Der deutschsprachige Gitarrenpop hat immer einen Haken. Die Indierocker arbeiten mit Ironie, Distanz, Rollenrede oder Konzept- kunst. Will man in den vollen Genuss ihrer Platten kommen, muss man die Klaviatur der Referenzen begreifen, auf der sie spielen. Ihr Angebot grenzt das Zielpublikum ein. Es ist voraussetzungsreich. Entscheiden sich ein paar Bands doch für die große Gefühlsgeste, nölen sie ihre Melodien in einer solch schnodderigen Stimmlage ins Rund, als wären sie die Mühe echten Gesanges nicht wert. Sie haben Angst vor dem Kitsch, der den Mainstream-Pop bestimmt. Dieser ist voller glasklarer Hymnen, denen man leider bei jedem Wort und jedem Takt die Berechnung anmerkt.
TON sind anders.
Sie schreiben Melodien, die sich im entscheidenden Augenblick genauso entfalten, wie man es sich erhofft hat. Tobias Röger singt mit einer Gewissheit, die Vertrauen erweckt und einer Geste, die jeden einlädt. Seine Texte sind beste Freunde, denn sie finden Worte, die einem niemals selbst eingefallen wären und die gut tun. Weder biedern sie sich an, noch schließen sie jemanden aus. „Ich seh keine Zukunft ohne deine Gegenwart.“ Wie könnte man die Traurigkeit über das Ende einer Beziehung besser ausdrücken? „Da sind so viele Risse in meinem Fundament, sie fallen kaum auf, denn alles andere brennt.“ Wem, der sich jemals aus irgendeinem Grund hilflos gefühlt hat, lässt so eine Zeile nicht das Wasser in die Augen schießen?

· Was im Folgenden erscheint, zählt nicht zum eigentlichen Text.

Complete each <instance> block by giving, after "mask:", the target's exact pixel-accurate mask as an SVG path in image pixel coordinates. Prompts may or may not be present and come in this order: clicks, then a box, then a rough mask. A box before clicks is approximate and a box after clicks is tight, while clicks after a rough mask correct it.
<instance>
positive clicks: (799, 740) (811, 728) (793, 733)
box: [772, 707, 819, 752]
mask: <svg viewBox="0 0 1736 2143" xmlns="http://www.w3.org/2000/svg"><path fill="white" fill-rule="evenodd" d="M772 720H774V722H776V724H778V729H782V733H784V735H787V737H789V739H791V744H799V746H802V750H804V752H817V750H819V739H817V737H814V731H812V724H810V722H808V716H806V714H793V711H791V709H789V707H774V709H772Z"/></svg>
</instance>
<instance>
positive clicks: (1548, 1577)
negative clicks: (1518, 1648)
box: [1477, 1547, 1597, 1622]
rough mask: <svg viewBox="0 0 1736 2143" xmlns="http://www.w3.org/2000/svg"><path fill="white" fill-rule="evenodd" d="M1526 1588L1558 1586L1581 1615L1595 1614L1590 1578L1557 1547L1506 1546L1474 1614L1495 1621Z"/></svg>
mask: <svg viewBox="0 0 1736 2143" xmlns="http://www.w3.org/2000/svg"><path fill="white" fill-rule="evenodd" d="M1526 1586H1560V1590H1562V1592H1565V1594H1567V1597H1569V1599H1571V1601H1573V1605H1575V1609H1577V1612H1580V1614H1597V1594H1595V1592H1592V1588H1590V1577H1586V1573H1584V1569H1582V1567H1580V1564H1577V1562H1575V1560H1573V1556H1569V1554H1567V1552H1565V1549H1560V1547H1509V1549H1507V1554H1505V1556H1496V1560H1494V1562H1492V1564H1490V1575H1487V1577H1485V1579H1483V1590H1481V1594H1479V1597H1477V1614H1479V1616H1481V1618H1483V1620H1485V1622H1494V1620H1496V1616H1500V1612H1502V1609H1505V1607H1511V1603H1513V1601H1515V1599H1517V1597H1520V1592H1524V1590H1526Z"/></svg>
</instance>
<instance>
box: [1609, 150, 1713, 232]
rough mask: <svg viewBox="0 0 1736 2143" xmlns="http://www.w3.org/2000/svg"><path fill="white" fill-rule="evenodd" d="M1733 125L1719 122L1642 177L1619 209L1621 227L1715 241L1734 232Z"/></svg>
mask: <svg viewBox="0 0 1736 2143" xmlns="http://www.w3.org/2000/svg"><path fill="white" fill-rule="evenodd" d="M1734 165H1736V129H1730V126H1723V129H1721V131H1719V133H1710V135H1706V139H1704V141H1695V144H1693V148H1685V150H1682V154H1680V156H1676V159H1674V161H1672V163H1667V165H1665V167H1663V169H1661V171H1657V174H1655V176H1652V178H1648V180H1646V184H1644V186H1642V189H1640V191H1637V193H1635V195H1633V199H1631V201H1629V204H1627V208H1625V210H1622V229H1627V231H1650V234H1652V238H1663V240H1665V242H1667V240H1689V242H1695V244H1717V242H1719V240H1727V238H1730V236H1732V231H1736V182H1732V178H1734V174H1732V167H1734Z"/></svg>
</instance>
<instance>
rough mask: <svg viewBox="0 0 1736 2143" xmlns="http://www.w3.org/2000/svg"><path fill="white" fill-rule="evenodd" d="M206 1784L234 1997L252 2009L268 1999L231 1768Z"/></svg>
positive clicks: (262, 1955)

Tobias Röger (Gesang, Gitarre), Tobias Scheffel (Gitarre, Piano), Philipp Kostka (Bass) und Christoph Zipper (Drums) arrangieren Atmosphäre und Melancholie sensibel und dynamisch zugleich. Ihre „Diskussionen mit dem Eisberg“ sind finsterer als das Debüt „Wir haben die Zeit, sie uns zu nehmen“, abwechslungsreicher und vielschichtiger. Das große Thema der Platte ist die Liebe. Der Lebensmut, den sie erwecken und die Wunden, die sie schlagen kann. Das alles ist selbst gemacht, in jeder Hinsicht, im eigenen „Tonstudio“ und auf dem eigenen Label „Tonträger“.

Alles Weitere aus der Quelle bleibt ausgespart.